Lugo. APU, il PD difende la pedonalizzazione: “Lo spazio pubblico deve tornare ai cittadini”
Nel corso del Consiglio comunale del 23 aprile, la maggioranza composta da Partito Democratico e Insieme per Lugo ha respinto la mozione presentata dalle forze di opposizione che chiedeva la disattivazione delle nuove Aree Pedonali Urbane (APU). Durante il dibattito è intervenuto il consigliere del PD Riccardo Pagani, che ha ribadito il sostegno del partito alla scelta di pedonalizzare alcune aree del centro cittadino.
“L’APU non rappresenta una limitazione, ma una scelta che amplia la libertà di vivere lo spazio pubblico – ha dichiarato Pagani –. L’obiettivo è restituire il centro ai cittadini, permettendo a tutti di viverlo pienamente. Si tratta di una misura che favorisce l’intera comunità e in particolare le persone più vulnerabili: bambini, anziani, persone con disabilità, pedoni e ciclisti”.

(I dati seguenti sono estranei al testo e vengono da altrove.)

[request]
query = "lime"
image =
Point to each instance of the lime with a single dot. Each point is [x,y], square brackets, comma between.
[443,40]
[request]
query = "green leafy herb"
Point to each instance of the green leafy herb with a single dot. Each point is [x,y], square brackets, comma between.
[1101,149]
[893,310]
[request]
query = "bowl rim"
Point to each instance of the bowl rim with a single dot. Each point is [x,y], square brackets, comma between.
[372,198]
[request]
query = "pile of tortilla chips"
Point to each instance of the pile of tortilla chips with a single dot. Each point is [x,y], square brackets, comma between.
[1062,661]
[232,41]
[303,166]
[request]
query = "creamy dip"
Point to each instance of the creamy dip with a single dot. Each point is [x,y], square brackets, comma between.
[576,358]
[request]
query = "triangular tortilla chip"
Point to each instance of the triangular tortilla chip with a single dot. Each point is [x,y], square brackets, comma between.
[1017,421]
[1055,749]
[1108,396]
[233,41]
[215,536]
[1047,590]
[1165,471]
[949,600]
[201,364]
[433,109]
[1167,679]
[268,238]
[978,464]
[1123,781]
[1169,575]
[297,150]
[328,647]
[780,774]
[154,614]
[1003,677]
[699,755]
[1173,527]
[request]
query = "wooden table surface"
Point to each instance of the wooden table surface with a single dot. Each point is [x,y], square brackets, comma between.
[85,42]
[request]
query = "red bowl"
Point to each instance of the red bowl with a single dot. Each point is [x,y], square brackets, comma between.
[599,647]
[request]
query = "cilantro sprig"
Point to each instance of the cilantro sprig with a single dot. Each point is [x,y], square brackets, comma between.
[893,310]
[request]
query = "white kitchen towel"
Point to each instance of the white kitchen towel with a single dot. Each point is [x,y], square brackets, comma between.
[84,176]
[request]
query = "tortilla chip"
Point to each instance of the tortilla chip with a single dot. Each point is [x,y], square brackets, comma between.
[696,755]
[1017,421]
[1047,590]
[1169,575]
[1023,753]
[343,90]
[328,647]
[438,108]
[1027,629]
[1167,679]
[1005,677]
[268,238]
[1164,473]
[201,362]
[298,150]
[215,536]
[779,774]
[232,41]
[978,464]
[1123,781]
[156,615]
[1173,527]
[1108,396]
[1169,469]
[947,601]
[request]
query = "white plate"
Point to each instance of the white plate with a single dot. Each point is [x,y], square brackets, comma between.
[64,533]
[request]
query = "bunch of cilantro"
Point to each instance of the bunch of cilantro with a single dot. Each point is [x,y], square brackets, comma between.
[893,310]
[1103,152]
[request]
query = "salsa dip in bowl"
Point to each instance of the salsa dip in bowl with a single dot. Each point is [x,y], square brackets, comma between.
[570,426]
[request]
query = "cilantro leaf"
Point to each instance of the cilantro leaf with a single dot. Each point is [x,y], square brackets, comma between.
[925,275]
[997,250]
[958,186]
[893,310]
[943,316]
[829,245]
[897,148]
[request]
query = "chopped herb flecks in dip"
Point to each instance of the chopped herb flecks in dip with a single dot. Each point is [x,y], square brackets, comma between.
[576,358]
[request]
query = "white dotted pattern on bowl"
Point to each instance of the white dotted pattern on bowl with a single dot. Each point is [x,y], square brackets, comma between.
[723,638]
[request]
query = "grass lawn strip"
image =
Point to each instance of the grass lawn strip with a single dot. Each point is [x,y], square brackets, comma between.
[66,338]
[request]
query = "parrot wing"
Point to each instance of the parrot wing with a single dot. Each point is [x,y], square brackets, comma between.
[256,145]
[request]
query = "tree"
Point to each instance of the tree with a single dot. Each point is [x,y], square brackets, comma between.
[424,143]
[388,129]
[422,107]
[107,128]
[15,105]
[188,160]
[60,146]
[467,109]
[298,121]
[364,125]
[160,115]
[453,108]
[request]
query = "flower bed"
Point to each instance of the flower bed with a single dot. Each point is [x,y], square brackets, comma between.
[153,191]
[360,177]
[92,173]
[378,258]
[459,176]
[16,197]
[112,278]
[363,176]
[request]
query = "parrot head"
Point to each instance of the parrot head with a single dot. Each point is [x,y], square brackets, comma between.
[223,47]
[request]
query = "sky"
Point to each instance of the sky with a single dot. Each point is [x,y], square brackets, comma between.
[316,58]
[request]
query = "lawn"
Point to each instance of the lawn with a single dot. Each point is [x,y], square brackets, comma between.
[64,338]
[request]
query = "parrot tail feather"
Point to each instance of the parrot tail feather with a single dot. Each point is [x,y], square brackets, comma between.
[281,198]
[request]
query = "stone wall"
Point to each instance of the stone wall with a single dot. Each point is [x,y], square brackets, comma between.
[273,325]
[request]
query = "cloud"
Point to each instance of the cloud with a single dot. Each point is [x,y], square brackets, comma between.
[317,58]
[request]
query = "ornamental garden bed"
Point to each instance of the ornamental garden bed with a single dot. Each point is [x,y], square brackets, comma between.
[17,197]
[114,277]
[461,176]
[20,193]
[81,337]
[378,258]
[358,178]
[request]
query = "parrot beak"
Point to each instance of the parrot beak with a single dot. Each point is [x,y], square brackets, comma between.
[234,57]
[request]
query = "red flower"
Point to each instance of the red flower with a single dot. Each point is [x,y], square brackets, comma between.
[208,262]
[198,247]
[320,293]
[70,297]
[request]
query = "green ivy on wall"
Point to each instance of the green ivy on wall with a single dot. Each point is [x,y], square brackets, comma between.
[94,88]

Secondo il consigliere, la riflessione di fondo riguarda il modello di città che si intende costruire. “Lugo non può essere considerata una città dormitorio e il suo centro storico non deve trasformarsi in un parcheggio a cielo aperto. Il centro ha un grande valore commerciale e culturale e rappresenta un luogo di incontro da valorizzare. Le APU sono uno strumento che va in questa direzione”.

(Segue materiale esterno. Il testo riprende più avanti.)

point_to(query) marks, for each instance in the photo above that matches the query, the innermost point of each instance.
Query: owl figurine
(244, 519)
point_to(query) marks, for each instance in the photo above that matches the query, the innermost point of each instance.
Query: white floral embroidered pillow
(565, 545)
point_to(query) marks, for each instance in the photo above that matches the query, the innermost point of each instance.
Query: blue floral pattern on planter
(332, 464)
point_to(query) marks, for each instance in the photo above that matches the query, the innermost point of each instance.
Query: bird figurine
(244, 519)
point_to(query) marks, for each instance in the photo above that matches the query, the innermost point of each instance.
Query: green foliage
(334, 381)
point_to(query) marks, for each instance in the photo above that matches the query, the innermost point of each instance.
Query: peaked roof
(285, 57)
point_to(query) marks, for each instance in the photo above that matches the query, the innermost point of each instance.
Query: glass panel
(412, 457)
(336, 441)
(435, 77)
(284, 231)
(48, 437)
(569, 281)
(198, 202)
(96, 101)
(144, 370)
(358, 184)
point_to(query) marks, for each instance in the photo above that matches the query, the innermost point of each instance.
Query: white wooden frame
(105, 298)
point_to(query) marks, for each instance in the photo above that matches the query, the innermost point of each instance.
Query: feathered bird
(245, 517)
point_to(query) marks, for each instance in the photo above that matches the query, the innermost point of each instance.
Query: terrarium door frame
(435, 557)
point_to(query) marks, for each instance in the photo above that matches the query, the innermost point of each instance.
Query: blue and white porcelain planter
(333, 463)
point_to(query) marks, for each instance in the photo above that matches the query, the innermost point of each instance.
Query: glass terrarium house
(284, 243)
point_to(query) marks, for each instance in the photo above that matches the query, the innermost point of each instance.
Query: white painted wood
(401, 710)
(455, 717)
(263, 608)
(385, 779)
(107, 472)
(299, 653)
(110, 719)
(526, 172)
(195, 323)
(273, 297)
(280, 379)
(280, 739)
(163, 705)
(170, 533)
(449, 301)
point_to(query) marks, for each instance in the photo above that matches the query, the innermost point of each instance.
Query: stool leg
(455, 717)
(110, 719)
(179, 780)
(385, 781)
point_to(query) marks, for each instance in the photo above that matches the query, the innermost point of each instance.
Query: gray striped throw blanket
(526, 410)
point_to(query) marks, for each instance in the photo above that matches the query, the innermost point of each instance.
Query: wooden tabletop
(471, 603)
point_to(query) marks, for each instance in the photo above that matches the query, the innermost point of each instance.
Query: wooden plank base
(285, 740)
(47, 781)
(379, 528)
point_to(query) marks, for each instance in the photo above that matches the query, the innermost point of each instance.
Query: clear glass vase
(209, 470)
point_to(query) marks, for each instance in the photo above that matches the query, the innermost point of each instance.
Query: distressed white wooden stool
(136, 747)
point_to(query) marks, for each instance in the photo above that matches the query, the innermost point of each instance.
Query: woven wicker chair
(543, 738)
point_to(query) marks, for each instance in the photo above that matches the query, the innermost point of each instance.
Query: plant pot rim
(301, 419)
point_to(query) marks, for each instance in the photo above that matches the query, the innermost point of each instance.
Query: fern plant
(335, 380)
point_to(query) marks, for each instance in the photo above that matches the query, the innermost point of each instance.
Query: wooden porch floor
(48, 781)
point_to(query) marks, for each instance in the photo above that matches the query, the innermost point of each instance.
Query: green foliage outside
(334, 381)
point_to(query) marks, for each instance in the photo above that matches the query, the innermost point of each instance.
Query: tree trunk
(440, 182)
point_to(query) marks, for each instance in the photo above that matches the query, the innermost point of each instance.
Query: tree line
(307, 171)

Pagani ha inoltre sottolineato come la pedonalizzazione contribuisca a migliorare la sicurezza stradale. “Separare i flussi di traffico veicolare da quelli pedonali e ciclabili riduce concretamente i rischi nelle aree interessate. Non si tratta di una scelta ideologica: soluzioni simili sono state adottate o mantenute anche da amministrazioni di diverso orientamento politico. È il caso, ad esempio, di Ferrara, dove il centrodestra ha confermato e sviluppato l’area pedonale del centro storico”.

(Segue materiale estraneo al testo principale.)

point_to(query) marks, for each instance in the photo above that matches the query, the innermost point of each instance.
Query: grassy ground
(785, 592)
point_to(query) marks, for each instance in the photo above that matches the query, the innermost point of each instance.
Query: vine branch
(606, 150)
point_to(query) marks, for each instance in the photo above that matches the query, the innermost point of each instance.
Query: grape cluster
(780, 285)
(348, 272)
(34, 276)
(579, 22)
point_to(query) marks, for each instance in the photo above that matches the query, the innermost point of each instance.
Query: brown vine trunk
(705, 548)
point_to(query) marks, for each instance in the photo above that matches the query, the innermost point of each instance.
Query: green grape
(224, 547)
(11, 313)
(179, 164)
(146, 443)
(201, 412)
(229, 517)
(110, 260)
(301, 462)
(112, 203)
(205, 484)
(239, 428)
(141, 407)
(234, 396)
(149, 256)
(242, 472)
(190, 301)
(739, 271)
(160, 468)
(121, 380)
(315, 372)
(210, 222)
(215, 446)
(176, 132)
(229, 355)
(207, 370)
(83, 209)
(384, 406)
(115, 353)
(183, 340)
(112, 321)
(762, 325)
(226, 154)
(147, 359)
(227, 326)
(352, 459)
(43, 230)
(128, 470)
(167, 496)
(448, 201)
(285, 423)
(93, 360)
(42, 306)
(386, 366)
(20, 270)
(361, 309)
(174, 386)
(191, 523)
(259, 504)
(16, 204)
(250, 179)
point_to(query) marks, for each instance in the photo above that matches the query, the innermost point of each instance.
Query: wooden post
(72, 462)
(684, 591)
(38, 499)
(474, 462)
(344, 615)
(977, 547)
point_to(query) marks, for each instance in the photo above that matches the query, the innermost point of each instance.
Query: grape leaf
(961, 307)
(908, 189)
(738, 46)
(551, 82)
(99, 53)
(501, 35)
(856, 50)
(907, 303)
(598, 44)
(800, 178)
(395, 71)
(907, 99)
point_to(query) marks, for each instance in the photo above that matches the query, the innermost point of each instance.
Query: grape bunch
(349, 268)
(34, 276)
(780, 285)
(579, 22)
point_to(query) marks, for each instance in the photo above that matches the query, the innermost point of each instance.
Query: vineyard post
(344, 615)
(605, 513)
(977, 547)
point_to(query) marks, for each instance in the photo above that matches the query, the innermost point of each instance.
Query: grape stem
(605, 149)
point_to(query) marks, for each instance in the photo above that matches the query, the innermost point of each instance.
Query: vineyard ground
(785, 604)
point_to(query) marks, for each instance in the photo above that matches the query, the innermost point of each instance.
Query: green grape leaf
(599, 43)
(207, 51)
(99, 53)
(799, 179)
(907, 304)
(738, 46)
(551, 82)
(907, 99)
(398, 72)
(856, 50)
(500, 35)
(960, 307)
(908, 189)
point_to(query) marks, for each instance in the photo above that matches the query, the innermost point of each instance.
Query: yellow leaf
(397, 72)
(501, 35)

Sul rapporto tra pedonalizzazione e attività commerciali, il consigliere ha richiamato diversi studi urbanistici. “L’idea che le aree pedonali penalizzino il commercio non trova conferma. Al contrario, numerose esperienze dimostrano che nel medio e lungo periodo queste zone registrano maggiore vitalità commerciale e un aumento del valore degli immobili, come avviene in molte città europee e in realtà simili alla nostra”.
Infine, Pagani ha commentato anche il tema delle sanzioni registrate nelle prime fasi di applicazione delle APU. “L’elevato numero iniziale di multe non indica il fallimento della misura, ma dimostra l’utilità di un sistema di controllo. I dati mostrano già una progressiva diminuzione delle sanzioni, segno che i cittadini stanno gradualmente adattandosi alle nuove regole. Il nostro compito è spiegare con chiarezza il senso di queste scelte: rendere Lugo una città più vivibile, con un centro storico da frequentare e non soltanto da attraversare”.